Буфетчица принесла чай в пластмассовом стаканчике, в котором плавал пакетик с красителем и пошла обратно, выстукивая каблуками больничную чечётку. Чайная церемония с одноразовым стаканчиком. Всю жизнь я любил красивую посуду. И чай для меня был не важнее чашки. Бабушка, вообще, заваривала липовые цветочки, но в кузнецовских чашках он благоухал неземным ароматом. Ну что, Сантьяго? Будешь чай? Или ты предпочитаешь пиво, которым тебя угостил мальчик? Сколько лет ты уже пьёшь это пиво у меня на глазах. Давно я тебя не видел, Сантьяго. Лет сорок, или пятьдесят. Мне было пятнадцать, когда мы познакомились с тобой. Наша училка по литературе дала мне журнал с повестью про рыбака. Я тоже был рыбаком и очень любил удить рыбу, когда уезжал на лето в деревню. Правда чуть позже мама подарила мне двухтомник Хемингуэя и я прочитал повесть про тебя ещё раз. А потом ещё и ещё. Я полюбил тебя на всю жизнь. Хэм, Хэм. И почему ты застрелился. Тебе было всего шестьдесят два. Советские студенты приняли тебя всей душой и развесили в своих конурках твои портреты. У меня тоже висел твой портрет в свитере с белой окладистой бородой. Рядом с иконой. Ты мне был за деда, которого в войну убили красные. Тебе было шестьдесят два. А теперь мне шестьдесят четыре и я могу говорить с тобой, как сверстник. Хэм, Хэм! Как же так? Как же так? Неужели тебя достали эти нудные Фолкнеры? Нет, я стреляться не буду. Буду карабкаться до последнего вздоха. Пусть режут. Или травят. Только бы не перевели в «дурку». Страшнее если оставят живым, но бездомным.
— Шестая палата на ужин — завопила не человеческим, чтобы услышали во всех палатах отделения, голосом сестра-хозяйка.
После ужина в палате потушили свет и разлеглись по койкам. За окном шестнадцатого этажа волком выл январский ветер. Я накрылся тонким одеялом и тихо дрожал. Головная боль не давала уснуть. В полудрёме снилась мама, наш подвал на Васильевском, треск поленьев в печи, ковёр под ногами, моё уютное кресло, Петропавловский ангел в окне, языки пламени в моём камине, но от них не веяло теплом. Я их только видел, но не чувствовал.
Храп соседа время от времени пробуждал моё сознание, а потом снова погружал в дрёму. К утру сосед перестал храпеть и я провалился в сон. Во сне я видел отца, который толкал меня в реку с обрыва, чтобы я стал смелым. Мне казалось, что цветёт черёмуха, наполняя воздух тонким ароматом. Но это был шлейф визита главного врача Отари Гиевича, который ходил собирать дань по вонючей больнице со своей свитой в облаке изысканного парфюма, а заодно и проверить порядок в норах своих жуликов.

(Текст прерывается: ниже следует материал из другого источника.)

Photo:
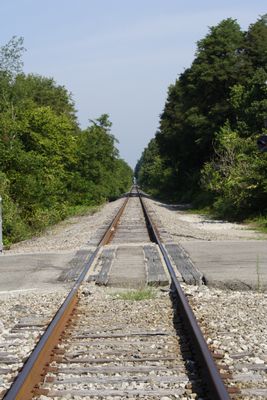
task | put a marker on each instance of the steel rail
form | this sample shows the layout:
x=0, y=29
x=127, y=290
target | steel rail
x=216, y=387
x=31, y=373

Разбудили меня резкими толчками по кровати. Я открыл глаза и понял, что вывозят моего соседа, пытаясь протолкнуть в проходе каталку. Уже не храпящего. Я полежал на спине и изучил трещины больничного потолка. Их стало больше. Хорошо бы провалиться всем вместе. Всё-таки не так страшно. Пришла сестра и в синеватой полумгле воткнула мне в вену иголку. Снова захотелось спать. Сквозь сон я слышал чей-то голос о цене импортных «стэнтов» для сосудов, которые намного лучше отечественных, но вразумительно ответить ничего не смог. На настойчивый и внятный вопрос о том, есть ли у меня сто тысяч, я долго и не определённо мотал головой. А может мне всё это только приснилось. Но когда прозвучал чей-то голос с вопросом «а куда это вы его повезли?», я понял, что это мои соседи говорят обо мне. Мысленно, под скрип колёсиков, я сказал им «до свидания», «до встречи», хотя очень хотелось верить, что там я их никогда не увижу. А если и увижу, то не узнаю. Откуда-то снизу по телу расползался металлический холод. Словно услышав мои мысли, чья-то тёплая рука заботливо прикрыла меня простынкой. В ушах звенело, как в тот летний вечер, когда я лёг на скамейке у Петропавловского собора и слушал колокол, отбивающий тёплую белую питерскую полночь. Та-та. Та-та-та — грустно скрипели колёсики. Тише, тише. Слышите? Гендель? Вивальди? Да это же Лакримоза. Спасибо тебе, милый Моцарт. Спасибо вам, добрые люди. Всем большое спасибо. Особенно, анестезиологам.